Двор новой императрицы стал самым расточительным в Европе. Не самым утончённым (этим славился Версаль), не самым церемонным (это была Вена), а именно самым расточительным. Деньги здесь текли рекой.

О её гардеробе. После смерти Елизаветы во дворце нашли пятнадцать тысяч платьев. Часть из них она надевала лишь раз. Многие не надевала вовсе: ткань не легла, настроение переменилось, фасон наскучил по дороге от мастерской. Но заказывать новые не переставала, потому что новое платье утешало как ничто другое. Шёлк из Лиона, бархат из Генуи, кружева из Брюсселя. Целые мастерские существовали ради одной заказчицы.

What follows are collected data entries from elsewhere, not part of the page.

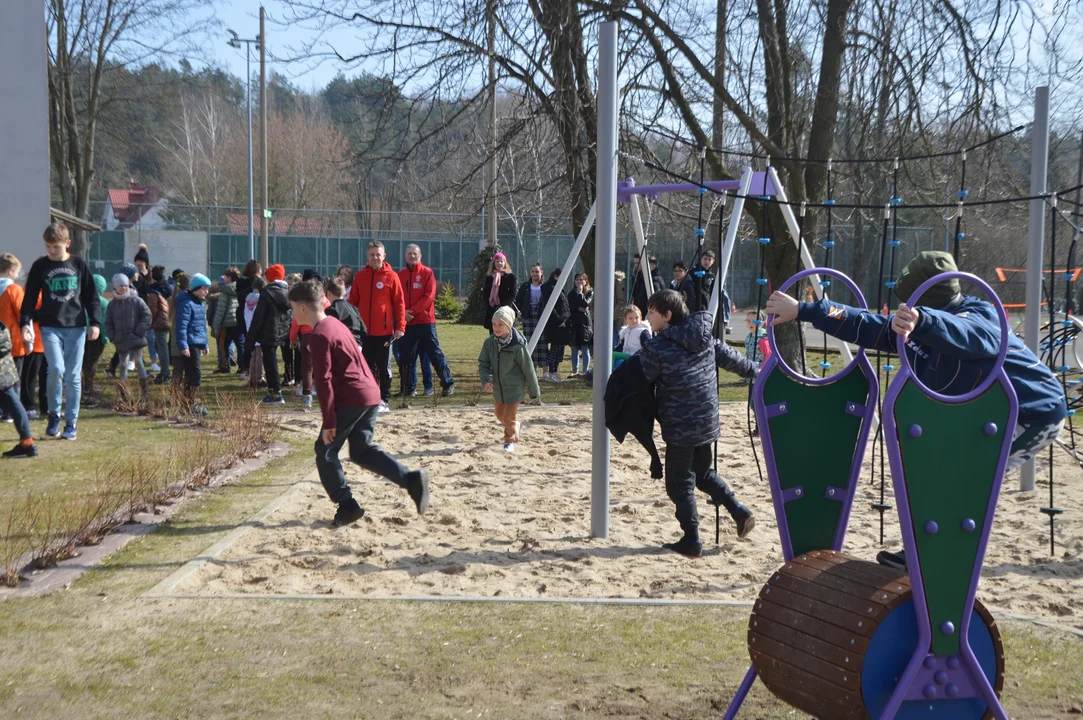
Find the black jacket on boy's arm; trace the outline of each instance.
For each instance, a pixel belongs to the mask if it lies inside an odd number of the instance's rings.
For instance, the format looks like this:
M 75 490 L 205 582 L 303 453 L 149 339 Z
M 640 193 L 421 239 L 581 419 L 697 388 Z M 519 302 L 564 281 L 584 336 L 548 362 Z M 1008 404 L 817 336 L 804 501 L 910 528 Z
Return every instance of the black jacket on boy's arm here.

Каждый полдень (ложилась Елизавета под утро, просыпалась не раньше двенадцати) начинался с ритуала одевания. Камеристки раскладывали на подставках десятки нарядов. Императрица подходила, трогала ткань пальцами, прикладывала к лицу, хмурилась. Примеряла первый. Второй. Пятый. Шестой. Могла переодеться полдюжины раз, прежде чем выйти к придворным. А случалось, не выходила вовсе.

Корсет затягивали так туго, что к вечеру рёбра болезненно ныли, а дышать получалось только верхней частью груди, мелкими короткими вздохами. Но талия выглядела безупречно. На шее, на запястьях, в волосах сверкали камни. Кринолин шуршал при каждом шаге, как сухие осенние листья. Императрица сияла буквально.

Настоящей страстью были маскарады. Не обычные, с масками и плащами, а особые. Елизавета называла их «метаморфозами»: балы, на которых мужчины являлись в женских платьях, а женщины надевали мужские костюмы.

Зачем? У неё были великолепные ноги: длинные, стройные, с тонкими щиколотками. Она это прекрасно знала. В мужском костюме, обтягивающем бёдра и открывающем икры, ноги выглядели особенно эффектно. Все остальные дамы, затянутые в непривычные камзолы, чувствовали себя нелепо и неловко. Мужчины в кринолинах спотыкались о подолы и краснели до ушей. Только Елизавета царила, одинаково хороша в любом обличье.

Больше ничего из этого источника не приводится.